The answer to this came in the genius form of Creative Commons, which we obviously observed in our class the previous Monday. What I find so interesting however, is that no one really had a way to do this prior to Creative Commons in a way that was both comprehensive and easy to manage. Directly from the article Ariana Cha writes, “[Lawrence] Lessig argues that the current system of copyright laws provides little flexibility — either you give up all permissions for use of your work or you withhold everything. He proposed a solution: a set of copyright licenses that would allow artists to choose to keep ‘some rights reserved’ rather than ‘all rights reserved.'” This is such a brilliant method of encouraging collaboration, especially in an age where everyone is concerned about the exact amount of rights they have once they release something into the beast that is the internet.

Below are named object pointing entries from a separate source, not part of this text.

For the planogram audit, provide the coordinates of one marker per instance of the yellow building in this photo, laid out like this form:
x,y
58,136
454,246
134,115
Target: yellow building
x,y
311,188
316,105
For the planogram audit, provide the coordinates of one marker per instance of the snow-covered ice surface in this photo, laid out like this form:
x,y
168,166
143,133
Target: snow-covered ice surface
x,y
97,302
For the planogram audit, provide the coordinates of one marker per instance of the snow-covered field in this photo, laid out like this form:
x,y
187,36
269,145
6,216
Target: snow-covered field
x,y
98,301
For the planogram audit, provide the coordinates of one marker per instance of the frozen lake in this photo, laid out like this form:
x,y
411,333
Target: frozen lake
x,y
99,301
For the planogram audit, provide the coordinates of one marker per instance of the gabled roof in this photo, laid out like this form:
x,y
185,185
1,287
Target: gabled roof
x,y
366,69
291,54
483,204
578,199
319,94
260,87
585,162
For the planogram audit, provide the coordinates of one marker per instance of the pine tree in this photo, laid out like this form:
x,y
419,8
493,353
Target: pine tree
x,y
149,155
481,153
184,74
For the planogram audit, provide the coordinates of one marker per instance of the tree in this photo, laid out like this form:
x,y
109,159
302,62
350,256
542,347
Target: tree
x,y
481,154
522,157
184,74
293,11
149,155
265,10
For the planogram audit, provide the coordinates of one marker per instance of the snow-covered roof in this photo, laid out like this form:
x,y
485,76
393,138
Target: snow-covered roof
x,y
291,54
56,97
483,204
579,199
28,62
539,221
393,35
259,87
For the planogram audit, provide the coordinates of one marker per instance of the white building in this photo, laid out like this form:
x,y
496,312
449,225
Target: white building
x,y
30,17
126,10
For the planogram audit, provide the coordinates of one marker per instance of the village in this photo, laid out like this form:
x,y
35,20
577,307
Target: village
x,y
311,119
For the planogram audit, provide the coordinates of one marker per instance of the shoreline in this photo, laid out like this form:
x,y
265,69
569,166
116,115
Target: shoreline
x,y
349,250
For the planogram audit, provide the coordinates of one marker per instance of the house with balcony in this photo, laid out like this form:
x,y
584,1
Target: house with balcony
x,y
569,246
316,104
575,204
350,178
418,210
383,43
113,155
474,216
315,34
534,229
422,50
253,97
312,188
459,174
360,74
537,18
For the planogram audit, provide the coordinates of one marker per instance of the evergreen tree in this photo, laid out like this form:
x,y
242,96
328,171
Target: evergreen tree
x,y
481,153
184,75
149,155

As a writer, who also follows other aspiring writers, I’ve sat down to read works that have presently been taken down because the original author has been made aware of plagiarizing of that material on another site. Sometimes its harmless, in which another person wants to genuinely share the work because they love it so much and are a fan–or want to spread the word about the work. But other times its very malicious in which another person will masquerade as a different author claiming that it is her/his original work. Then there are sometimes translated version which also forget to give attribution to the proper author. For this reason, many great novels-in-progress have been taken away or deleted or discontinued because of these writers’ fears that their work will be forever plagiarized. This leads to a decrease in postings as well as many disappointed followers. Its definitely a huge impediment in getting your work out there.

A great thing about these networks is that they’re a good way to not only have your work edited for free, more or less, but also a chance to see if your work is in the right place for a specific audience. This can be so important in relation to projects you are just trying to test out versus serious endeavors that you’re trying to make succeed. The article stresses the importance of the ability to keep creating, and not being afraid to share that creation in the space where the most amount of people can see it. You can get exposure in a way that would be just so much harder to do in real life. A hit on your page or a recommendation could lead to as many as 500-1000 different set of eyes looking at your work and helping to either make it substantial or better. These collaborations are so important on so many levels for people who are aspiring to share their work or make themselves a presence. In the case of the writers I follow, some of their blogs or stories have been so successful that they have led to publications and accolades.

Creative Common will give other writers and artists or collaborators the opportunity to further extend that community in a way that will make the owner feel safe or protected. I think its absolutely amazing to have access to art from places like Nevada or California that I could possibly never come into contact with living just inside of a suburb within New Jersey. The ability to become a part of a different cultural movement, be involved in the development of a novel, piece of music, or photography is incredible. We shouldn’t take those opportunities for granted, but at the same time we need to be aware and conscientious of our roles in crediting where its due. The article ends with this great description of a start-up online record company just to underscore the amazing abilities that things like Creative Commons gives us the opportunity to do–in a way that benefits those who use it and those who created it. If Creative Commons could seriously become the common language that we use in the crazy world that is the internet, I believe we’d be creating a much more tight-knit online community.